Agnes ' e ne olmuştu? Geçen gün de gördüğüm kadarıyla çok gergin ve düşünceliydi. O kadar çok ses vardı ki Mier' e geldiğimden beri yaşadığım en huzursuz ve kötü gün bugün olabilirdi. Hemen bir cam kenarına gidip etrafa bakınmaya başladım. Aşağısı sarayın içi kadar gürültülü değildi fakat hava tıpkı Rout'un dersindeki gibi karanlık sanki her an bir fırtına kopabilir gibi duruyordu. Sarayın içinde dolanıp Agnes'i bulmam gerekiyordu. Ona  yardım edebilirdim.

Kaç saat dolaştığımı bile bilmiyordum. Ayaklarım çok ağrımaya başlamıştı. Ama Agnes hala ortada yoktu. Kargaşa asla durmuyor hatta daha beter oluyordu. Daha fazla bu sese dayanamayacağımı bildiğim için kendimi saraydan dışarı attım. Hava giderek kötüleşiyordu. Eğer Agnes ortada yoksa ve her şey daha da kötüleşiyorsa benim bir şey yapmam gerekiyordu.

Bahçenin en tenha yerine geçip tıpkı balkonda yaptığım gibi şarkı söylemeye başlamalıydım.

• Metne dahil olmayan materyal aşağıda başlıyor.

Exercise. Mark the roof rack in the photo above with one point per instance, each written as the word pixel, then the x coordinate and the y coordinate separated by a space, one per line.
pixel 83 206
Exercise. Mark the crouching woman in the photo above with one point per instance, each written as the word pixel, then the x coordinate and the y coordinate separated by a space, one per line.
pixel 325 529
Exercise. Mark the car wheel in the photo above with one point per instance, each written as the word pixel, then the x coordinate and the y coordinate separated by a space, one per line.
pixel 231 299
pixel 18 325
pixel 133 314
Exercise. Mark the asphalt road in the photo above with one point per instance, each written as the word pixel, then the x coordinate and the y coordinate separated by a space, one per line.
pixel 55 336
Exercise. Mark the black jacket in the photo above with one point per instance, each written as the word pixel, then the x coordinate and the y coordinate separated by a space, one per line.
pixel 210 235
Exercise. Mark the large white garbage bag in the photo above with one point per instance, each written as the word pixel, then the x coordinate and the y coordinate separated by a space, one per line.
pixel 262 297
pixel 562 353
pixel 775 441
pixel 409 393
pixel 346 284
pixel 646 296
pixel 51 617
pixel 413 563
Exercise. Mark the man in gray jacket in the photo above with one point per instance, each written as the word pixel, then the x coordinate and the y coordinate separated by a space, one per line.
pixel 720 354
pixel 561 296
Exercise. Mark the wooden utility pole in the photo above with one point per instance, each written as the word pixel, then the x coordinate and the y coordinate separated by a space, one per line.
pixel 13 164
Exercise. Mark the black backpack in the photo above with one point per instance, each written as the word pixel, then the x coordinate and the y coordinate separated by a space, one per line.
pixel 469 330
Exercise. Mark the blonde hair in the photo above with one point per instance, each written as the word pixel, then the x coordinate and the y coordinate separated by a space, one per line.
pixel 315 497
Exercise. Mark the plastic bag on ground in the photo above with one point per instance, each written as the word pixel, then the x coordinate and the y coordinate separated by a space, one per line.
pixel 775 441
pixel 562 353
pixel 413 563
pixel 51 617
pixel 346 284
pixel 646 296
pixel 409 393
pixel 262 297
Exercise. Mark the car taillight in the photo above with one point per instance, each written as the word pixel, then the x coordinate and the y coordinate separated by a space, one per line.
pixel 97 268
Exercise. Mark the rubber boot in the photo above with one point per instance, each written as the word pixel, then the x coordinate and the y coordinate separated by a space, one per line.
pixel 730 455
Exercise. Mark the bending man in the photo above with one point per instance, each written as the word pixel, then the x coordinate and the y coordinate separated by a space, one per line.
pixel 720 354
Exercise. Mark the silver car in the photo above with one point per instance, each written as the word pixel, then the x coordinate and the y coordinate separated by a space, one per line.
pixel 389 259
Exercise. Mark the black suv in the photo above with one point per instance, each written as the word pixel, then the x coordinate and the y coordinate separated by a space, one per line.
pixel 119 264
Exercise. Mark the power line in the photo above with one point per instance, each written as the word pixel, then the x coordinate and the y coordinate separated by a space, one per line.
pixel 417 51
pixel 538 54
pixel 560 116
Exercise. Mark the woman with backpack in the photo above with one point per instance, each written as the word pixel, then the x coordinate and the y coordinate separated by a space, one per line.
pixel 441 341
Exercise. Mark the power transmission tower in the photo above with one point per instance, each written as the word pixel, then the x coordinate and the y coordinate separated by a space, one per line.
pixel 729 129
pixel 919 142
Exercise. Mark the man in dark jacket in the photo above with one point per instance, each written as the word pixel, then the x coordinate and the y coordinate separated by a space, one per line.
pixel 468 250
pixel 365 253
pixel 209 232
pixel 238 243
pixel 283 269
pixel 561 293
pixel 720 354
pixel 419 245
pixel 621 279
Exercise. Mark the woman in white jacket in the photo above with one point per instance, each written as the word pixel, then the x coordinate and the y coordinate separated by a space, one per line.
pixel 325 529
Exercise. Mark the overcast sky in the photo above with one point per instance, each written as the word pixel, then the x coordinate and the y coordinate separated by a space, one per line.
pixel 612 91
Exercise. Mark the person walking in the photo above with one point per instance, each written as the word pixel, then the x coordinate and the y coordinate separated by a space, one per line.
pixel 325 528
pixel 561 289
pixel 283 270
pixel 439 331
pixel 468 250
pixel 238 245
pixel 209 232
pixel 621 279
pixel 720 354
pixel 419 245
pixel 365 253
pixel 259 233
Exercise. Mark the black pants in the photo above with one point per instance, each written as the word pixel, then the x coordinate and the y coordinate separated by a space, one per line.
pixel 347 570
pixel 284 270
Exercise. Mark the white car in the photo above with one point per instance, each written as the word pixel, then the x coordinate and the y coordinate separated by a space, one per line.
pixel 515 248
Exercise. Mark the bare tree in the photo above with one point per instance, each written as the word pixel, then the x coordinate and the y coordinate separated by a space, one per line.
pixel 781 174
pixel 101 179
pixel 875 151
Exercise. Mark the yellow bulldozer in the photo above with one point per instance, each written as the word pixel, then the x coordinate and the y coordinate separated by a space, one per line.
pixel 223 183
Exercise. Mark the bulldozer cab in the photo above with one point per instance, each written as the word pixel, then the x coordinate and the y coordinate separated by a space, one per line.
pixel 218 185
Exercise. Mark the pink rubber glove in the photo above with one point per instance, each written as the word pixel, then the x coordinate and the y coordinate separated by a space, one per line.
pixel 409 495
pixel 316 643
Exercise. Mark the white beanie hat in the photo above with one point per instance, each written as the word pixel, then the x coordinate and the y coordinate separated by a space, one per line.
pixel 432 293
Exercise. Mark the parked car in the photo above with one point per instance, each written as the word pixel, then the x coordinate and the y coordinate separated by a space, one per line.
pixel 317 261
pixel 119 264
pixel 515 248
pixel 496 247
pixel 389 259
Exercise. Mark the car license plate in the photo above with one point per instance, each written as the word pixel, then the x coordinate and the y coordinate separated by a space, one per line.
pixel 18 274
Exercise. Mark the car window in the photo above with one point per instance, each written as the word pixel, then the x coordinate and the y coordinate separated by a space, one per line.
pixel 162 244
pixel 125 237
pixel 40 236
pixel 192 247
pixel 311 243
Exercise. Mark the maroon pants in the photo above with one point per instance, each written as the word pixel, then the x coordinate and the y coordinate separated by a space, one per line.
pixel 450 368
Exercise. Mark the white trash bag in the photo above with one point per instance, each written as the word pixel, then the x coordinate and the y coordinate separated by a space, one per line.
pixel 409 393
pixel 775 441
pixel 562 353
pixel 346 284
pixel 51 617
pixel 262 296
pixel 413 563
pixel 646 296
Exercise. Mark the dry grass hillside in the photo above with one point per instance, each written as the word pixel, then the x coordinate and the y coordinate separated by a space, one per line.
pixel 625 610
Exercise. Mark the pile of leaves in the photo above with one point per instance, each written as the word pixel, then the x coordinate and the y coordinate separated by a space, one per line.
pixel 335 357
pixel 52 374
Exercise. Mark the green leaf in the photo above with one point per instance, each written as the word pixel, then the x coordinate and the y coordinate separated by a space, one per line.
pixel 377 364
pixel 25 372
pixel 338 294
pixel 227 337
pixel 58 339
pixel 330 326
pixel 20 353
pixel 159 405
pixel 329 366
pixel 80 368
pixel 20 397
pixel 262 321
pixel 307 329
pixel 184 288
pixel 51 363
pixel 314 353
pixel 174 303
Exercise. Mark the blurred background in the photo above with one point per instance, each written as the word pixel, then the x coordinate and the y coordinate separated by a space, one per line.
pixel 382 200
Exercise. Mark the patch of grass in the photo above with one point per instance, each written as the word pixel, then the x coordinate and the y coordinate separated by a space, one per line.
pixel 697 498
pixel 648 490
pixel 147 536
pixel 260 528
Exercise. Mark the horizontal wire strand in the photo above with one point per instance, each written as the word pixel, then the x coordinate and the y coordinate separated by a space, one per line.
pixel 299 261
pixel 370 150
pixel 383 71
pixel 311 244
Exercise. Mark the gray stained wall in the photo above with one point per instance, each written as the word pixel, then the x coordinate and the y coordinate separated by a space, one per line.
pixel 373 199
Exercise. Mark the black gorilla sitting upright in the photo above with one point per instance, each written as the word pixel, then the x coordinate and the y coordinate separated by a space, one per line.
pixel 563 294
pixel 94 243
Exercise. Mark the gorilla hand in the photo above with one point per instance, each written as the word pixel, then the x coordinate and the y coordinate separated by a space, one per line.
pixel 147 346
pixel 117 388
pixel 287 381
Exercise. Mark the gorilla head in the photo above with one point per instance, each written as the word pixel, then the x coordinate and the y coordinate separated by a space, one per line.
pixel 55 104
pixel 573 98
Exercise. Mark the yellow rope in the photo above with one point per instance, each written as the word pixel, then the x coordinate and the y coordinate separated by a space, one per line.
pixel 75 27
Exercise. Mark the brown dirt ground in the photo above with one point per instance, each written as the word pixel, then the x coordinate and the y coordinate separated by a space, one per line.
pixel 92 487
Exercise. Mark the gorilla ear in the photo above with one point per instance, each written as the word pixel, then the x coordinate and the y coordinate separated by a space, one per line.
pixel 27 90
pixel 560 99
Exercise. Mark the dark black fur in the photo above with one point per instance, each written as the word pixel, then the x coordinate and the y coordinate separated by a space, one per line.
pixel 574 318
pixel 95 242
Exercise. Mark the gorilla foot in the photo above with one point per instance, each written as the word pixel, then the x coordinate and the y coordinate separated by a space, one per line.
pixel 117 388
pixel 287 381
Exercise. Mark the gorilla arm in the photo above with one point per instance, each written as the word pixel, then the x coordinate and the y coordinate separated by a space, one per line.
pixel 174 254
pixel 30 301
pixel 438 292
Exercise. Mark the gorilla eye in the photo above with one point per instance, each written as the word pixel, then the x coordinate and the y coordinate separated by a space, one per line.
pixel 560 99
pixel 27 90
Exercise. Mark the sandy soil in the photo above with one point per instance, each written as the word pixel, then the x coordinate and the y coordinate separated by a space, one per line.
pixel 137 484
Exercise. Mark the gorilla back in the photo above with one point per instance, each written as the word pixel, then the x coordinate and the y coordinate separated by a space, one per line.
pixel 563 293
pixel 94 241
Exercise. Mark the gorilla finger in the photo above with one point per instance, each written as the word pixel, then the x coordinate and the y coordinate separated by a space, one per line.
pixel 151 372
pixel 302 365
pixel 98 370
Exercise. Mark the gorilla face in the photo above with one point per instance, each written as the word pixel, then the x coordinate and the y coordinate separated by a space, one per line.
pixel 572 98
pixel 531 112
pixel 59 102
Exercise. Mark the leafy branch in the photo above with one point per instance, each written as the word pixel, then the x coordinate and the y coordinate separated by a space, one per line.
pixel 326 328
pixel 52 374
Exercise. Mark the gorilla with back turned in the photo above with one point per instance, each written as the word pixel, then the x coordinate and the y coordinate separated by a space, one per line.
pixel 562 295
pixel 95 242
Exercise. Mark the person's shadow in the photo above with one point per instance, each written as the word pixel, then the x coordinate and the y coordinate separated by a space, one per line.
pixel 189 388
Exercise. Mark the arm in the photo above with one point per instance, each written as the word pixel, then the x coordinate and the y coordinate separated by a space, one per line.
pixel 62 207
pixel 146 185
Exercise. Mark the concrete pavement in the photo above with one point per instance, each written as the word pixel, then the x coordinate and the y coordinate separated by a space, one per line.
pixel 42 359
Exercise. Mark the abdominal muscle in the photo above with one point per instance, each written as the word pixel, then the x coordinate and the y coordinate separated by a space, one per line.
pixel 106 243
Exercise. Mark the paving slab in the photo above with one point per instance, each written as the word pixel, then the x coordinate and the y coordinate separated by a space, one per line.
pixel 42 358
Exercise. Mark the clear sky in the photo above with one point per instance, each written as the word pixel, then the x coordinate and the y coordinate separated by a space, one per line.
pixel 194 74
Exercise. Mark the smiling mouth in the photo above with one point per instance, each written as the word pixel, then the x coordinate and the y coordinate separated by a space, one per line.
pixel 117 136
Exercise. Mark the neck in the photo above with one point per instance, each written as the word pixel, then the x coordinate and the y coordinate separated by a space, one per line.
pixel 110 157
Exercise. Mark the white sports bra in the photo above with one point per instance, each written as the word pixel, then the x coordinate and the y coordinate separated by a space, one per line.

Çok geçmeden sözlerini en iyi hatırladığım şarkıyı söylemeye başladım. Kaçıncı satır, kıta veya söz olduğunu bile hatırlamıyordum. Her şeyi akışına bıraktım gözlerim kapalıydı. Çok geçmeden nihayet şarkıyı söylemeyi bitirdiğimde kafamı gökyüzüne çevirip baktım. Fırtına havası ortadan kalkmıştı.

O kadar mutluydum ki. Ancak geçen sefer çok kısa süre sonra tekrar eski haline dönmüştü her yer. Bu sefer de öyle olabilirdi o yüzden derhal Agnes'i bulmam gerekiyordu.

Saraya tekrar döndüğümde Agnes kargaşanın içinde bağırarak bir şeyler söylüyordu. Yaklaştıkça sesi netleşti.

"Herkes sakin olsun! Herkes. Bugün uzun zamandır yaşamadığımız bir şey oldu ve Mier 'in huzuru açısından olumsuz şeyler yaşandı şimdilik bir neden belirtemem size," kalabalığın dinmiş sesi tekrar yükseldi .

"Bir neden belirtmek zorundasın," gibisinden isyanlar ediyorlardı.

"Susun," Agnes öyle bir bağırdı ki resmen kulağım sağır olacaktı. Bu sese karşılık kalabalığın çıtı bile çıkmıyordu artık. Nefes alışverişleri duyabiliyordum.

Aşırı yorulmuş yüzü çok güzel olmasına rağmen solgun ve gözleri şişmiş bir hale gelmişti Agnes. Derin bir nefes alıp tekrar konuşmaya başladı. Herkes pür dikkat onu dinliyor gözlerinin içine bakıyordu. "Şimdilik bir neden belirtmeyeceğim. Karşı çıkan cezalandırılır, söyleyeceklerim bu kadar. Herkes işine dönsün ," kalabalık yavaşça dağıldı. Fısıltılar halinde kendi aralarında konuşuyorlardı.

Kalabalığın dağıldığı sırada Agnes göz işaretiyle beni odasına çağırdı. Nihayet. Hızla odasına girdim.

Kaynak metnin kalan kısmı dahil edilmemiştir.